Who moved the cheese? team rooms and agile

Wednesday, September 10, 2008 – 9:29 AM

Over the past year I’ve posted quite a few times on the topic of distributed teams and how to work with them. No doubt about it, it’s difficult and the teams velocity will be slowed up if they’re not co-located. It seems like the stock solution, co-location, just isn’t getting traction.

In the 2008 State of Agile Development survey 57% of respondents stated that their teams were distributed. Furthermore 41% of respondents said that they were currently using or plan to combine agile with outsourced development. When faced with these sorts of numbers it seems that the agile practice of co-locating the entire team in a single room is at odds with what’s actually going on in within a large part of the software development community.
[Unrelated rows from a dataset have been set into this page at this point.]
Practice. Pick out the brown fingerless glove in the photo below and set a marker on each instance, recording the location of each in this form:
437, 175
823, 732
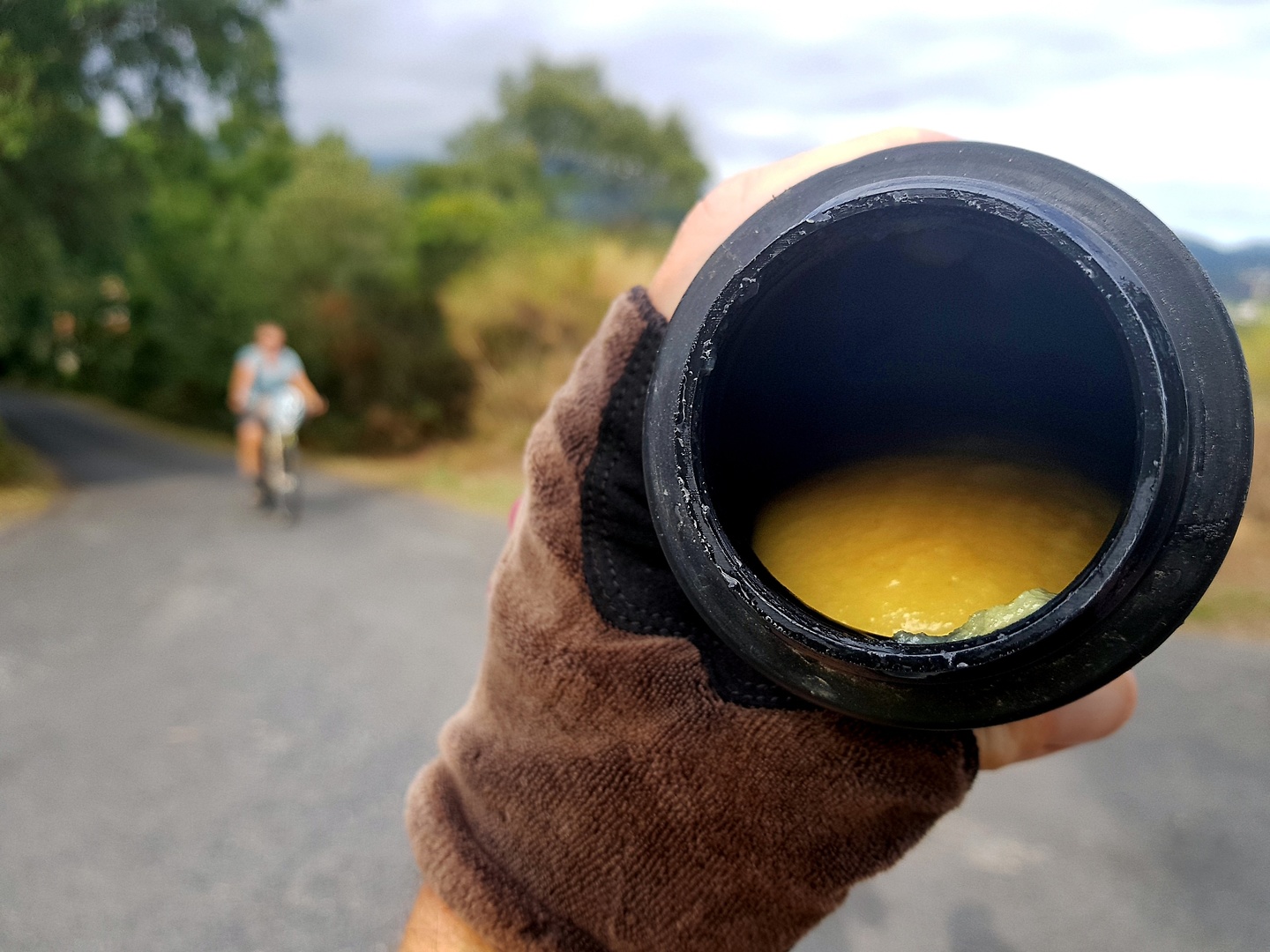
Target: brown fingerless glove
619, 779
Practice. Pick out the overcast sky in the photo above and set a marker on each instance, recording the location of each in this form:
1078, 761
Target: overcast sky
1169, 100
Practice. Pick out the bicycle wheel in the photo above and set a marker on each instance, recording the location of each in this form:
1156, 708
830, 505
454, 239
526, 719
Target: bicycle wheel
291, 499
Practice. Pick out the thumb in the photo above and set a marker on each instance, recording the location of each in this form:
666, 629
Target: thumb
1091, 718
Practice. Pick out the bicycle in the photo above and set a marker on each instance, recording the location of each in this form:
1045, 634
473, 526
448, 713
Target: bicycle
280, 453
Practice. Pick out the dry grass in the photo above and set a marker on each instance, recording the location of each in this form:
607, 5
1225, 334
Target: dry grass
521, 319
26, 484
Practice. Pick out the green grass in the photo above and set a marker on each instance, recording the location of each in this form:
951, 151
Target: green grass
1226, 608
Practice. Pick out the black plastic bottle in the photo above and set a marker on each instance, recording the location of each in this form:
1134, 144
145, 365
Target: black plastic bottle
940, 294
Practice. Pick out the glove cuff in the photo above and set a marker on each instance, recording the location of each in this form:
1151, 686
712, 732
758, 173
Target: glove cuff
611, 788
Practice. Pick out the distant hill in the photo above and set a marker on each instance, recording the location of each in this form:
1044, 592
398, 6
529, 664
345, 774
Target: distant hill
1238, 274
The survey is definitely worth a look but I would take the survey’s numbers with a grain of salt. It’s one survey and the numbers may be skewed by sample populations and the like. But it does tell us that the agile community needs to figure out this distributed development thing or half of its adopters are going to struggle.

Note: Who Moved the Cheese is the title of a book about dealing with change. There is a synopsis on Wikipedia. I mention this as I’m not sure how well know this is outside of the US.

  1. 2 Responses to “Who moved the cheese? team rooms and agile”

  2. Thanks for the synopsis link, Ade! I’m currently fighting to get a dedicated video conference room for our scrum teams so our distributed planning games can take as much time as they need (and aren’t thrown out because of some ancillary sales department meeting). Most people simply don’t consider the difficulties that lie in managing distributed teams when it comes to software development and only see the “cheap” labor benefit as solving all difficulties.

    By Dan Ackerson on Sep 11, 2008

  3. Who Moved My Cheese was a very popular book for management to give to employees at my company when the .COM bubble burst. Seemed somewhat condescending at the time, but it is a good book and lays out the reality of that time quite well.